Arts, Features

REVIEW: Joey Bada$$ is back with bigger, bolder political message

Joey Bada$$ performs the first show of his “Amerikkkana” tour at the Paradise Rock Club Tuesday night. PHOTO COURTESY ALLISON WEAVER

Drawing from his repertoire of early mixtape songs after the debut of his sophomore album “All-Amerikkkan Bada$$,” Brooklyn rapper Joey Bada$$ performed at the Paradise Rock Club Tuesday on the first night of his “Amerikkkana” tour. His openers, Buddy and Dessy Hinds, were given considerable performance time before Joey was goaded onstage by the sold-out crowd who grew increasingly anxious the longer he took to appear.

After his tour cancellation last year, Joey commented that he was taking a break from smoking marijuana, but would be back once he “paid his bills.” His renewed enthusiasm for his music is evident in the production value of his live performance.

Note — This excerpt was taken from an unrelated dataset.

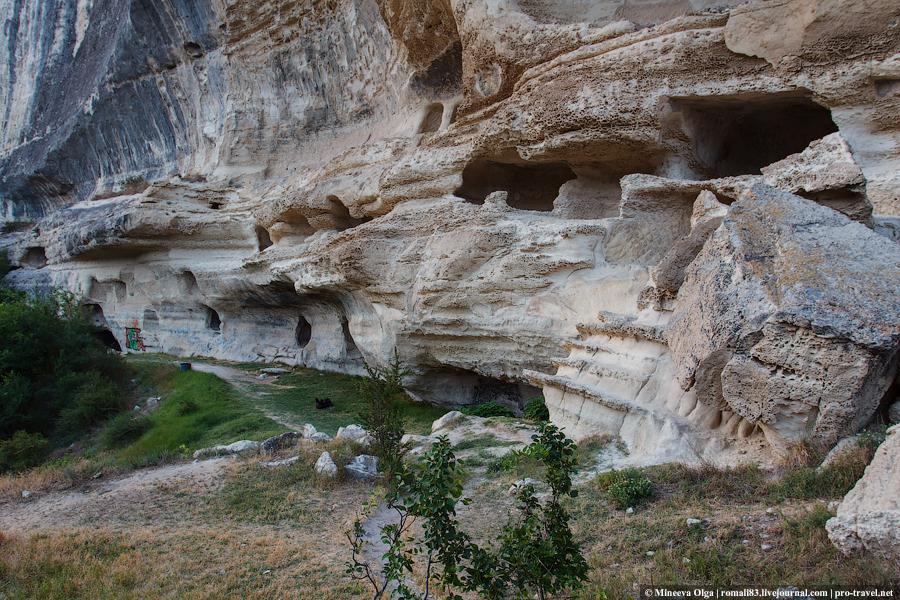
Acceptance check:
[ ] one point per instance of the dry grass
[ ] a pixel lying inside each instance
(249, 531)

Joey’s stage, which featured the trappings of classic Vietnam-era military tchotchkes and a large paisley American flag, played on Americana culture and alluded to his political sensibility. His set included chanting invectives against Donald Trump (notably, at one point he led the crowd in a “F*** Donald Trump” chant) and lyrics in “Land of the Free,” “Obama just wasn’t enough, I need some more closure / And Donald Trump is not equipped to take this country over.”

His flow bounced against the washed-out, kick-drum based texture of several of his songs. He performed a contrasting mixture of sentimental jams and hard-hitting mosh songs, although his sonic aesthetic leans more toward lighter beats. He took pauses between songs to speak to the audience, establishing himself as a playful and easygoing performer.

With a chronological setlist, he began with raps from his first mixtape, “1999,” and performed his freshman album track “Paper Trail$,” which includes a cover of the Wu-Tang Clan hit “C.R.E.A.M.” His retro vibe pulled on socially conscious music of past decades, as if he were a new sort of hippy, a self-appointed American political consciousness.

Although not melodically similar to singers like Bob Dylan and Jimi Hendrix, Joey Bada$$ pulled on the same tradition of music of revolution for his set.

Not all his songs are as heavy, though, and his most popular, “Devastated,” does not veer far past the ring of a rap-pop song. Joey Bada$$ rose to prominence on the merit of his wordplay.

Unlike his earlier hits, which favored rhyme schemes and wit, his current sonic aesthetic is tailored to a more mainstream audience. Like rap classic MF Doom, he favors extreme rhyme schemes and street-wise freestyle feats of mind. That lyricism still exists on his new album, but it has mellowed since his early days.

Born Jo-Vaughn Virginie Scott in Brooklyn to Caribbean parents, Joey Bada$$ established himself as a mainstay of Brooklyn’s Flatbush rap scene.

His first mixtape, which he released when he was 17, became a best ranked album of 2012 by Complex. His Paradise set oscillated between old and new tunes, aggressive rap bangers and “ladies jams,” as he called them.

Toward the end of his set, Joey paused more between songs, breaking up the flow of his concert. His energy looked like it was fading, and his presence appeared a bit detached at times onstage.

Given the range in his setlist, the contrast between his earliest raps and his newest songs was particularly evident. His energy transferred well to the audience, which moshed through almost the entire show.

His evolution from Brooklyn teen rapping on YouTube to adult musician exploring political themes is simply that — an evolution. Joey Bada$$ is ready to emerge from his youth; he’s ready to leave Brooklyn for the world at large. On the first night of his tour, he stage dove into a new crowd of fans, some who knew all the words, others who didn’t.

Joey is best in his natural element (witty word play), but to become a force to rival the acts he opens and writes for, he was going to need a thematic consciousness, which he achieves on “All-Amerikkkan Bada$$.” As Joey emerges from the Brooklyn scene, though, he needs to remember what made him famous.